CeliaRipple.github.io

View the Project on GitHub

Reproducibility and Replicability

Introduction:

Over the course of lab weeks 7 and 8, our class looked at problems of reproducibility and replicability in geography. We focused on a paper titled “Vulnerability Modeling for Sub-saharan Africa: an Operationalized Approach in Malawi” published by Malcomb, Weaver, and Krakowka (Malcomb 2014). We read through the paper and tried to recreate their findings from the information the paper provided in the methods section. We ran into some immediate problems with the idea of a vulnerability analysis. Jochen Hinkel argues that there is not real way to measure vulnerability because there is so much spatial heterogenity in vulnerability analysis and the real impacts of vulnerability cannot be easily measured nor should they be confused with measurements of harm (Hinkel 2011). This point speaks to a greater issue about the challenges of reproducing qualitative data. Malcomb et al. determined that vulnerability could be described in terms of resilience based on adaptive capacity which they decided was determined by a household’s assets and access to resources. The factors that malcomb et al. used to determine adaptive capacity and thus vulnerability were determined from surveys of people living in Malawi.

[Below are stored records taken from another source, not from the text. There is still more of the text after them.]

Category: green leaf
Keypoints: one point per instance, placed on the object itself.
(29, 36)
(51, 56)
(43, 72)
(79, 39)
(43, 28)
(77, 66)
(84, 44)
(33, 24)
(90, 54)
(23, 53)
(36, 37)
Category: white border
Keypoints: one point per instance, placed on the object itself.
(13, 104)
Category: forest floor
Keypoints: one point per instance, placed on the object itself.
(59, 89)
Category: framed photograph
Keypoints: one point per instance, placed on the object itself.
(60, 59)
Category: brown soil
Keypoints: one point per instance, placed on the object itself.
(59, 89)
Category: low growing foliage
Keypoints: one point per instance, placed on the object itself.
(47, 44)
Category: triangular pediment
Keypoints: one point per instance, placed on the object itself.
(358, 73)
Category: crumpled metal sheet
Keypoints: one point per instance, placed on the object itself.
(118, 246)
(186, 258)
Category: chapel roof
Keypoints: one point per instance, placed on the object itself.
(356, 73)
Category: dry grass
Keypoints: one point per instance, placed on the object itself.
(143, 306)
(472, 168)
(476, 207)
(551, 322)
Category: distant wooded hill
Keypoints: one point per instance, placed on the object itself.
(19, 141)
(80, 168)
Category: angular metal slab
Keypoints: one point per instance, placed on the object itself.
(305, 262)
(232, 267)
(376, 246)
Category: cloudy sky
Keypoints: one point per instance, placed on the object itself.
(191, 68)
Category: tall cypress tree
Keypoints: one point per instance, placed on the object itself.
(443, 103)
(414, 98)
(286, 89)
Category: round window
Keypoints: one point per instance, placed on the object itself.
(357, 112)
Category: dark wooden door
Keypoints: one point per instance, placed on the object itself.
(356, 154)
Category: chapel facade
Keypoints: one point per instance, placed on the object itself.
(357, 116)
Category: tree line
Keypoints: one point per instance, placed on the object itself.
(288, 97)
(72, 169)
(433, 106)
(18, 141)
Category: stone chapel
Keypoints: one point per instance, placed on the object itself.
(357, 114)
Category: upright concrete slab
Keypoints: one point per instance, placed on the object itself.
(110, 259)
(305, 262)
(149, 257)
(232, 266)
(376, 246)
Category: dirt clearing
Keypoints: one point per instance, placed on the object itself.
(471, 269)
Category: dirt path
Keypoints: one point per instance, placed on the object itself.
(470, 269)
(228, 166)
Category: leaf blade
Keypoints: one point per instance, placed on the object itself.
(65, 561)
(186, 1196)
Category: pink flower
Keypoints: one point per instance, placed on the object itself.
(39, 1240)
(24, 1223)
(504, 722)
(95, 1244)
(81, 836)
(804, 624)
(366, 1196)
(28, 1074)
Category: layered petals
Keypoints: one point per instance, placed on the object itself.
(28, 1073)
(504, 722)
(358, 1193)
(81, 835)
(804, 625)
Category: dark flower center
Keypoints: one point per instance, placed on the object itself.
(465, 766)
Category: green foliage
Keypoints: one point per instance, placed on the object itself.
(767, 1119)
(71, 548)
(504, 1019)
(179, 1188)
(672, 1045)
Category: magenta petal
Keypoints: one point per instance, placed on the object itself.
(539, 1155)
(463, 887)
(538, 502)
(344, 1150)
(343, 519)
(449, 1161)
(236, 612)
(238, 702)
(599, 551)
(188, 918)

With factors determined, Malcomb et al. used data from DHS surveys and clusters years 2004 and 2010 to assess assets at the household level. We were able to gain access to this data and used in our reproduction of the results. However, we ran into an issue with access to data because in addition to using the DHS surveys, Malcomb et al. used FEWSNET 2005 data to determine livlihood sensitivity which we did not have access to. FEWSNET 2005 data accounted for 20% of the final vulnerability anaylsis, so even if we did everything else that Malcomb et al. did, our results will only ever be 80% complete.

Our process:

We obtained the same data as Malcob et al. that we could access: DHS surveys and cluster points estimated risk for Flood Hazard and exposition to drought events from UNEP global risk platform GADM version 2.8 boundaries for Malawi FEWSNET livelihood zones

We used the PostGIS extenstion of PostGresSQl as our GIS platform and QGIS to visulize the results

Malcomb et al. assigned a vulnerability score from 1-5 to each household based on the vulnerability indicators chosen for the study. The indicators from the DHS data was categorized uder adaptive capacity which was further broken down into assest and access. Malcomb et al. determined that assests and access factors each contributed 20% to the over all vulnerability (40% together). 20% of the vulnerability was attributed to livelihood sensitivity (FEWSNET data) that we did not have access to. And the final 40% was attributed to physical exposure which was subdivided into “Estimated Risk for Flood Hazard” and “Exposition to Drought Events” Each of which were given 20% contribution to vulnerability. The data for the phyiscal exposure came from the UNEP Global Risk Data Platform (GRID). We used

Our first step in reproducing Malcomb et al.’s findings was to assign a vulnerability score (1-5) to each household for each indicator in the adaptability analysis. We did this step as a class each taking on one asset to classify. Complete SQL file for the
class process: SQL This file also includes the process for deleting missing data and joining the information from tables together.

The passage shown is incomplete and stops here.